Delivering incremental value
First need to measure incremental conversions! Then you can assess if you’re improving your delivery. So you can measure random samples of people that are shown/not shown the ad, and see how many convert.

Causal modelling – model both the conversion probability given ad exposure and given non ad exposure. No need for attribution with this approach. E.g. 1 – Natural Experiments – use the natural randomisation in the system to get data. Use this to train a model – but needs correction for biases. E.g. 2 – Small randomised trials – collect data, but typically means less data to teach models.

A model can not only be used for measuring, but also predicting the impact of an ad campaign. It’s a hard, and interesting, machine learning problem. But it actually works – such as for Brand Awareness following ad campaigns.

Brian Rosenthal – How Facebook culture influenced our ad system evolution
Brian has been at Facebook for over 8 years and has worked on much of the Ads codebase.

Mission driven, monetisation business. Facebook don’t want you to see ads that waste your time and the advertiser’s money. This helps frame the problem as one of efficiency – which is appealing to engineers!
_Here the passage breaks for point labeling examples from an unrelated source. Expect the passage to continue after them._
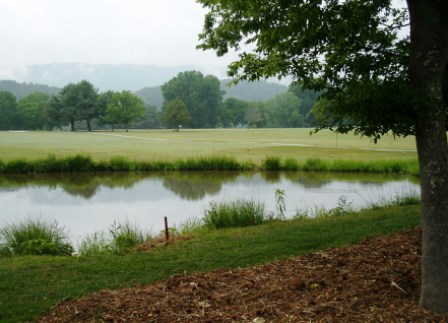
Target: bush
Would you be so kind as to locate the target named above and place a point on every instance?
(271, 163)
(36, 237)
(239, 213)
(95, 244)
(126, 236)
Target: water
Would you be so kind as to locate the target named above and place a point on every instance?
(86, 203)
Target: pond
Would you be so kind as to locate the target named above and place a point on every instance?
(86, 203)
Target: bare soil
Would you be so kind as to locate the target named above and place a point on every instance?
(375, 281)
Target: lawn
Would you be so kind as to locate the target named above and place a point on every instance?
(31, 285)
(242, 144)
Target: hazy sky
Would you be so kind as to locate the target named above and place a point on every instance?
(160, 32)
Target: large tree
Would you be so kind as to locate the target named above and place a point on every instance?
(374, 79)
(8, 111)
(201, 94)
(78, 101)
(32, 110)
(124, 107)
(175, 113)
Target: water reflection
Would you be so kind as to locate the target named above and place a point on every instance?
(85, 203)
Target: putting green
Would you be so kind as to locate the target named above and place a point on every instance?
(242, 144)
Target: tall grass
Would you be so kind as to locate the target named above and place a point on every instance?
(122, 238)
(239, 213)
(81, 163)
(35, 237)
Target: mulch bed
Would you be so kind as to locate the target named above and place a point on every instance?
(376, 281)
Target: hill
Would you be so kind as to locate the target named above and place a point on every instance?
(104, 76)
(21, 90)
(247, 91)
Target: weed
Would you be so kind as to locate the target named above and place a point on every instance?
(239, 213)
(280, 204)
(271, 163)
(126, 236)
(36, 237)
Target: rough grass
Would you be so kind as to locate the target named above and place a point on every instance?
(31, 285)
(245, 145)
(34, 237)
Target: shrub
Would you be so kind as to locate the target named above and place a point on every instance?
(18, 166)
(36, 237)
(315, 164)
(271, 163)
(239, 213)
(95, 244)
(126, 236)
(290, 164)
(79, 163)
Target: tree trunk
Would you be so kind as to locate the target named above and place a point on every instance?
(428, 66)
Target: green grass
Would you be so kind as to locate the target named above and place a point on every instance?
(34, 237)
(31, 285)
(239, 213)
(245, 145)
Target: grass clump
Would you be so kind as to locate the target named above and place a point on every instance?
(271, 164)
(121, 239)
(208, 164)
(35, 237)
(239, 213)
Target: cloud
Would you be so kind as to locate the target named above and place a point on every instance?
(102, 31)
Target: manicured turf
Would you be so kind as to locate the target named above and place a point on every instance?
(242, 144)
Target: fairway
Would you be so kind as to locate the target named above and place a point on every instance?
(242, 144)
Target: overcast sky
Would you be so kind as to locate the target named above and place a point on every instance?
(160, 32)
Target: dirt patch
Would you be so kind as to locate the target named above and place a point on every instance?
(376, 281)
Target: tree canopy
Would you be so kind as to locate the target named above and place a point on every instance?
(373, 78)
(201, 95)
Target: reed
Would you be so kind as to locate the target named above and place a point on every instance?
(81, 163)
(239, 213)
(35, 237)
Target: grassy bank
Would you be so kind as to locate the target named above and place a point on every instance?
(82, 163)
(245, 145)
(31, 285)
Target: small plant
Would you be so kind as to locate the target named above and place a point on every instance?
(240, 213)
(36, 237)
(343, 207)
(126, 236)
(271, 164)
(280, 204)
(95, 244)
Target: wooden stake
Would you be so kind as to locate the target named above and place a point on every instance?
(167, 234)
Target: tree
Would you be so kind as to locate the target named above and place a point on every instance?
(86, 105)
(79, 103)
(233, 111)
(308, 98)
(201, 95)
(175, 113)
(285, 110)
(68, 100)
(124, 107)
(373, 78)
(150, 119)
(8, 111)
(54, 113)
(32, 109)
(253, 115)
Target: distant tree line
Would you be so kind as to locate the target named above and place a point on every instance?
(191, 100)
(76, 106)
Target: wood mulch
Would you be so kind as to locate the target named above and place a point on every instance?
(375, 281)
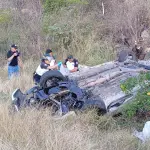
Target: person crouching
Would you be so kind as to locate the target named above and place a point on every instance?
(45, 65)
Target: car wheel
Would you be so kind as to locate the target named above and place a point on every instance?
(51, 78)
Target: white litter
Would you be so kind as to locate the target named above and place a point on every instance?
(145, 134)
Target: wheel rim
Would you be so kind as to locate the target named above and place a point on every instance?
(52, 82)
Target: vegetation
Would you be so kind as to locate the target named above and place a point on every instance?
(35, 130)
(140, 107)
(72, 26)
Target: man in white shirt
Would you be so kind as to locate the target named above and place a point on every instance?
(71, 64)
(46, 65)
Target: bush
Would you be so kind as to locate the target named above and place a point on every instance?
(140, 106)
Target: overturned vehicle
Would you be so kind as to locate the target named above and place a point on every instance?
(58, 93)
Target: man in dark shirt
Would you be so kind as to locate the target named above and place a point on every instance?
(13, 61)
(44, 66)
(71, 63)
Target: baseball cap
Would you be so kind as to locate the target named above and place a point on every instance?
(14, 46)
(70, 57)
(47, 58)
(48, 51)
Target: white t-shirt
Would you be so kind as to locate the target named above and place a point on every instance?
(70, 65)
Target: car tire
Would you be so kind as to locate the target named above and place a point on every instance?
(50, 75)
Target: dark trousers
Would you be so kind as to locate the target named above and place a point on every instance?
(36, 78)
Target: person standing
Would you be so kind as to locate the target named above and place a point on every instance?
(71, 64)
(14, 61)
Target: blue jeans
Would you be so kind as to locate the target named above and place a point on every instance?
(13, 71)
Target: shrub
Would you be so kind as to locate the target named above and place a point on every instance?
(140, 106)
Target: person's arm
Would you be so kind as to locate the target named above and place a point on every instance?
(65, 63)
(53, 67)
(74, 70)
(11, 57)
(75, 66)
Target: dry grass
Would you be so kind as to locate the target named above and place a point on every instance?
(37, 130)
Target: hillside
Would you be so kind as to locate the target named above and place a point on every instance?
(93, 31)
(90, 27)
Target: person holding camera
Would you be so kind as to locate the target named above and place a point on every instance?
(14, 61)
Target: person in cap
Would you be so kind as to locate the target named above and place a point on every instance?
(139, 51)
(14, 61)
(71, 64)
(44, 66)
(49, 53)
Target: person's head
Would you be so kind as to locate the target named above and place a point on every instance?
(47, 59)
(14, 48)
(49, 52)
(70, 58)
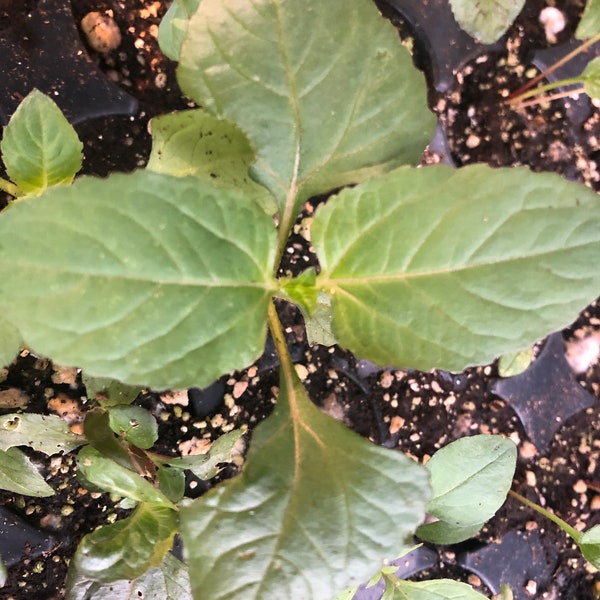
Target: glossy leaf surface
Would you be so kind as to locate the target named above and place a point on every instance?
(18, 475)
(321, 109)
(194, 142)
(315, 509)
(40, 148)
(45, 433)
(409, 288)
(169, 581)
(182, 268)
(486, 20)
(128, 548)
(470, 478)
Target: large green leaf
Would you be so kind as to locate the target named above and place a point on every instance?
(194, 142)
(45, 433)
(128, 548)
(324, 90)
(40, 148)
(486, 20)
(10, 342)
(315, 509)
(446, 268)
(470, 479)
(169, 581)
(147, 278)
(18, 475)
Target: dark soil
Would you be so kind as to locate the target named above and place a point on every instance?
(407, 410)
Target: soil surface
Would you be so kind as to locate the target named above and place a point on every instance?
(411, 411)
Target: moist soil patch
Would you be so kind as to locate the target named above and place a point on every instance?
(411, 411)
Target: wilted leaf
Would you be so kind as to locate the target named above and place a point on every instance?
(409, 288)
(128, 548)
(321, 109)
(40, 148)
(486, 20)
(18, 475)
(45, 433)
(146, 278)
(194, 142)
(315, 509)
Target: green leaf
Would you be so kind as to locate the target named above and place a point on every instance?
(589, 542)
(45, 433)
(18, 475)
(128, 548)
(591, 78)
(315, 509)
(470, 479)
(589, 26)
(206, 466)
(194, 142)
(441, 532)
(171, 483)
(135, 424)
(10, 342)
(147, 278)
(424, 275)
(109, 392)
(40, 148)
(106, 474)
(321, 108)
(435, 589)
(173, 26)
(486, 20)
(169, 581)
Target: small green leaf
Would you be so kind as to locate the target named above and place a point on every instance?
(589, 26)
(112, 477)
(470, 479)
(440, 532)
(40, 148)
(109, 392)
(147, 278)
(591, 78)
(589, 542)
(169, 581)
(135, 424)
(435, 589)
(514, 363)
(410, 288)
(315, 509)
(128, 548)
(173, 27)
(206, 466)
(321, 109)
(10, 342)
(486, 20)
(171, 483)
(194, 142)
(45, 433)
(18, 475)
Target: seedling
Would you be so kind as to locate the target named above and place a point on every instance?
(168, 277)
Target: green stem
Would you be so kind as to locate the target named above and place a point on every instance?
(538, 91)
(516, 96)
(9, 187)
(571, 531)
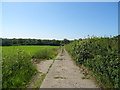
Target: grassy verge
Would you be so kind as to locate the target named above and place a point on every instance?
(17, 70)
(17, 66)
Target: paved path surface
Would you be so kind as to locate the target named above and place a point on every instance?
(65, 74)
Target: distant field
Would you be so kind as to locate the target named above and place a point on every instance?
(17, 67)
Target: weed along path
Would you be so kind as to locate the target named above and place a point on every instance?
(65, 74)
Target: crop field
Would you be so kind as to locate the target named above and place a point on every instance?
(17, 67)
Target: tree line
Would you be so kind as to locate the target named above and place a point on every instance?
(17, 42)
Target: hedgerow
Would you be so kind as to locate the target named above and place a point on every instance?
(101, 56)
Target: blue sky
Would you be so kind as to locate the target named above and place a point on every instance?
(59, 20)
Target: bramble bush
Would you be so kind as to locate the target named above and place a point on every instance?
(101, 56)
(17, 69)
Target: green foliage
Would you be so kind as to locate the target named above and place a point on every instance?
(17, 69)
(45, 54)
(101, 56)
(17, 66)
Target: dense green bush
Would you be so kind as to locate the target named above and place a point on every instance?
(101, 56)
(17, 69)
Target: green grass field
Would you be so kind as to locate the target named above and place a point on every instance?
(17, 67)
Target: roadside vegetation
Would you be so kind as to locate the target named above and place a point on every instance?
(99, 55)
(18, 67)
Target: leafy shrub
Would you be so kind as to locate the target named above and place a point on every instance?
(101, 56)
(17, 69)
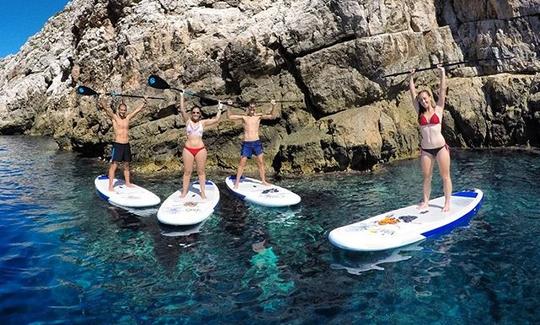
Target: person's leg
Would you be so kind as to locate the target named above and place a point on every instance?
(112, 171)
(443, 160)
(426, 162)
(188, 160)
(240, 171)
(260, 164)
(127, 160)
(200, 159)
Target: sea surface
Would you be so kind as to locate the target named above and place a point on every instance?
(68, 257)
Stage 1: Launching Quickly
Ads started in 2004/2005 – it was initially a college site, so the adverts were related to colleges, storage and moving companies. Ads were integrated as part of the social media interface, not just as banner ads. They had an Advert creation interface, where you could add your ad – with identification of who is running it. Then in 2007, an auction where you could bid per click (where a higher bid increased the likelihood of it being seen). In 2009, you could finally edit your ads (previously, they were only created or bulk uploaded)
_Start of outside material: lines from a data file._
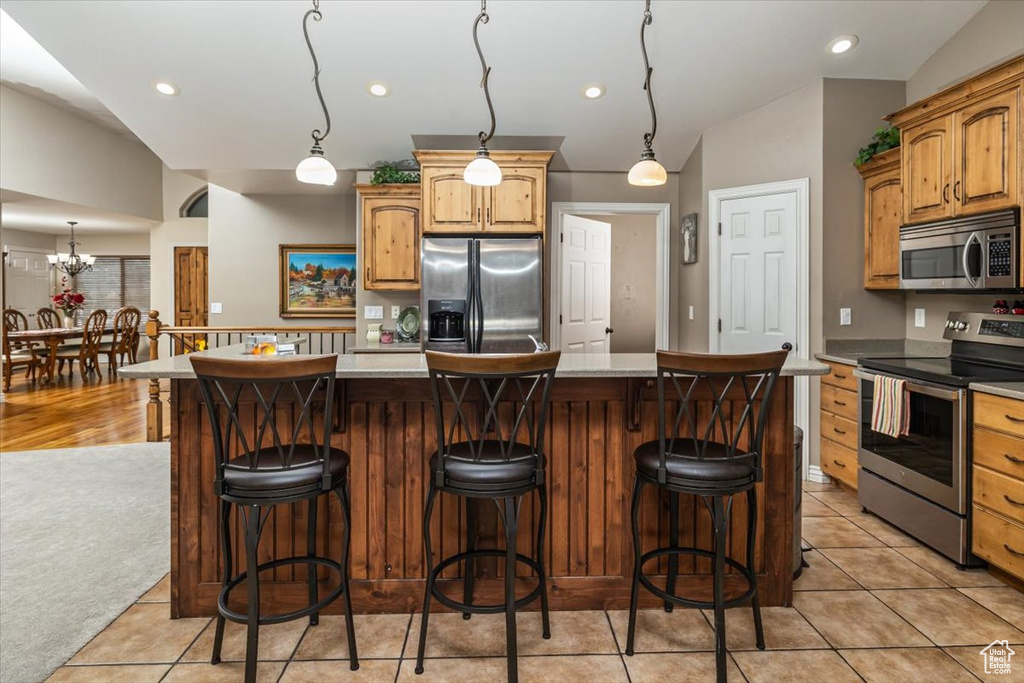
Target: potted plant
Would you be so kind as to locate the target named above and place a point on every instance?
(68, 302)
(883, 139)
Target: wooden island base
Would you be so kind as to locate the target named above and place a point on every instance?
(387, 426)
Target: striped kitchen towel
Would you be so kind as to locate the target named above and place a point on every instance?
(890, 408)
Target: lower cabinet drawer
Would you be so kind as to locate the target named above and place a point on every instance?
(998, 541)
(839, 429)
(839, 462)
(999, 494)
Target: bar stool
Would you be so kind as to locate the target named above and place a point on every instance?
(480, 456)
(260, 466)
(715, 459)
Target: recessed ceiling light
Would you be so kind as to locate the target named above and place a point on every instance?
(842, 44)
(166, 88)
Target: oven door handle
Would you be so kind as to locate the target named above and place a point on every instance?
(966, 259)
(914, 386)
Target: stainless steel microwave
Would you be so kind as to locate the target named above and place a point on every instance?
(970, 253)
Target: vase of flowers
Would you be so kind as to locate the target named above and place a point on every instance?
(68, 302)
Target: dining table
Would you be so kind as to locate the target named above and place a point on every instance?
(52, 338)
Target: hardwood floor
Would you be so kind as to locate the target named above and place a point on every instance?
(99, 411)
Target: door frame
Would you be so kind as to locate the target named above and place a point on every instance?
(803, 344)
(662, 271)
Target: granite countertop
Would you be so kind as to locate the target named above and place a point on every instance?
(404, 366)
(1008, 389)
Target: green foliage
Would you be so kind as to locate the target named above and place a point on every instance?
(389, 174)
(884, 138)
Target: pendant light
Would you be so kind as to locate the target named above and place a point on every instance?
(71, 262)
(647, 172)
(315, 169)
(482, 171)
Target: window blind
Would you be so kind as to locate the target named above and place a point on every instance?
(113, 283)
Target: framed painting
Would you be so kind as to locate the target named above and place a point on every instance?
(317, 281)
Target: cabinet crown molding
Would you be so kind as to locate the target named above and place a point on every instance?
(954, 96)
(498, 156)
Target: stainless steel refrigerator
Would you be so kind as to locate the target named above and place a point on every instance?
(481, 295)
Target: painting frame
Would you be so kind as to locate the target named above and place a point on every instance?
(688, 231)
(293, 304)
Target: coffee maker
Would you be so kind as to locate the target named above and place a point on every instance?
(446, 319)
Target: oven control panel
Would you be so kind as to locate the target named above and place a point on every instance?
(1006, 330)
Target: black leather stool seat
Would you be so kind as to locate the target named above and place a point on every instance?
(306, 470)
(491, 466)
(683, 465)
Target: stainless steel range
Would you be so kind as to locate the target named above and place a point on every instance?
(922, 482)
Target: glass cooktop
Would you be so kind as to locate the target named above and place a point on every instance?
(944, 370)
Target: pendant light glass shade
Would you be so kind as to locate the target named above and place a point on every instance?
(647, 172)
(482, 171)
(315, 169)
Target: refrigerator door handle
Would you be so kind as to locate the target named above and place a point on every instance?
(479, 298)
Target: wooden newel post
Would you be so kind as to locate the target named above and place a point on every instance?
(155, 409)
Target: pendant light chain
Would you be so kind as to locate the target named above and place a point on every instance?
(483, 17)
(648, 18)
(315, 13)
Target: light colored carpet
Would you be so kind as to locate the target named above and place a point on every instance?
(83, 534)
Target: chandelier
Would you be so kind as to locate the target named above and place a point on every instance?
(71, 262)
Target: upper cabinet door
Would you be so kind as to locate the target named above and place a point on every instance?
(883, 213)
(985, 154)
(391, 243)
(450, 204)
(927, 170)
(517, 204)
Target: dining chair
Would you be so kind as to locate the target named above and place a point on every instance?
(47, 318)
(126, 323)
(14, 357)
(87, 353)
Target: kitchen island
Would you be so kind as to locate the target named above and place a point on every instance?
(602, 408)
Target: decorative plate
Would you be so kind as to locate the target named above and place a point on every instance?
(409, 323)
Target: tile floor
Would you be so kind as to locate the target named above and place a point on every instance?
(873, 606)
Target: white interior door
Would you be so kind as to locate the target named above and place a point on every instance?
(758, 273)
(586, 304)
(28, 287)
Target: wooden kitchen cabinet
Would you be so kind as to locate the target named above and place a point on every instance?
(997, 447)
(883, 215)
(838, 454)
(962, 146)
(391, 231)
(516, 205)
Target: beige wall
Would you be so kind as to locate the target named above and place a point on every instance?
(244, 235)
(568, 186)
(993, 35)
(50, 153)
(693, 278)
(852, 112)
(634, 309)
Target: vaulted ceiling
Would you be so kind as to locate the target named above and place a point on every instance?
(247, 100)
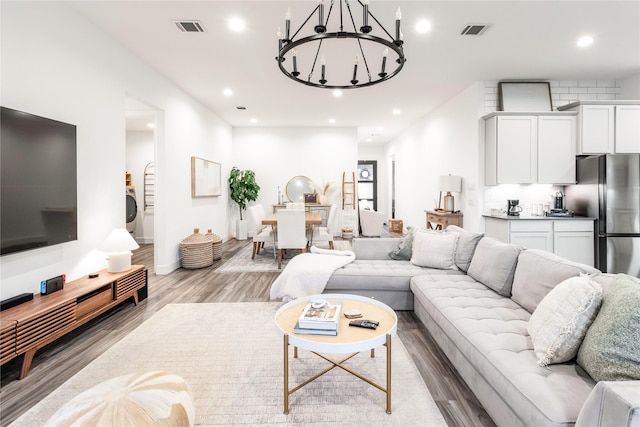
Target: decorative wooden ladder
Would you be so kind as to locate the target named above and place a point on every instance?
(348, 190)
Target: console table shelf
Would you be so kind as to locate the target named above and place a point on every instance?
(30, 326)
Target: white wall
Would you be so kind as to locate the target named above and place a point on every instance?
(630, 87)
(443, 142)
(139, 153)
(278, 154)
(49, 71)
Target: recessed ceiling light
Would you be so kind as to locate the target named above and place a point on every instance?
(236, 24)
(423, 26)
(585, 41)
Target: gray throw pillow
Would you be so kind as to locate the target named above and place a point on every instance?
(466, 246)
(559, 323)
(403, 251)
(610, 350)
(494, 264)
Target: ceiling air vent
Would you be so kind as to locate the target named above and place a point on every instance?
(190, 26)
(474, 29)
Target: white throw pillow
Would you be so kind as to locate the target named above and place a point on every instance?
(560, 322)
(434, 249)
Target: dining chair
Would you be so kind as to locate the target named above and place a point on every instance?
(325, 234)
(261, 233)
(292, 231)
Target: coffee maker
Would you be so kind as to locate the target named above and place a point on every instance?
(513, 207)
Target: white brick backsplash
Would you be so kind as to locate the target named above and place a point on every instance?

Stage 2: Embrace best practices
Figured out the right principles – unlike stage 1 (which was quick and dirty to launch), they really understood the problems. Fixed bugs due to database inconsistencies – instead, adopted modular, transactional units – taking 12 months to ensure consistency (half of that time writing tests). Enforced a strict API layer (so internal code also had to use the API as well as outside users). The auction functionality matured – multi-objective optimisation. You could now bid on all the actions you wanted.

Stage 3: Deeper lessons
Try things again, decouple concerns. In 2011, the world was moving to mobile, but ads didn’t work on mobile! They tested ads on mobile and it was a failure. Trying again with deeper knowledge helped to get it right. Decoupled concerns – an early design error was to have objectives and ad formats entangled. These were separated so that every format supported every objective and the code was independent. Dynamic Ads introduced – made the ad more suited to the person (‘customer segmentation’). Objective-based ad buying – do you want to increase adds to cart or checkouts?

Current problems
Scaling, fighting fraud, quality, malicious actors. Biggest thing has been to be adaptive, to change what they do to meet demand.

Ben Savage – Reducing Unintentional Clicks
Ben joined Facebook in 2013 – initially thinking it would be for a year or so, but has stayed because it’s a fun place to work!

Facebook has a long term view – they need their advertisers to be happy, getting return on investment and increasing their budget year-on-year. This enables Facebook to increase the sophistication of their offering – they used to bill by Clicks, now can model conversions.

Audience Network – the problem was that the value of a click was lower than that on Facebook news feed. They saw that the number of clicks reported was not well associated with the number of significant website sessions. Hypothesis – this poor conversion was due to unintentional clicks. This was frustrating for the users and reduced the value per click.

Tinder uses audience network for its ads. The click goes to Web View – so you can measure the time spent in the browser (before they go back to the launching app). At Facebook, Data Wins Arguments. If there are short sessions, it’s likely the click was unintentional. Could they remove the financial incentive to get these unintentional clicks?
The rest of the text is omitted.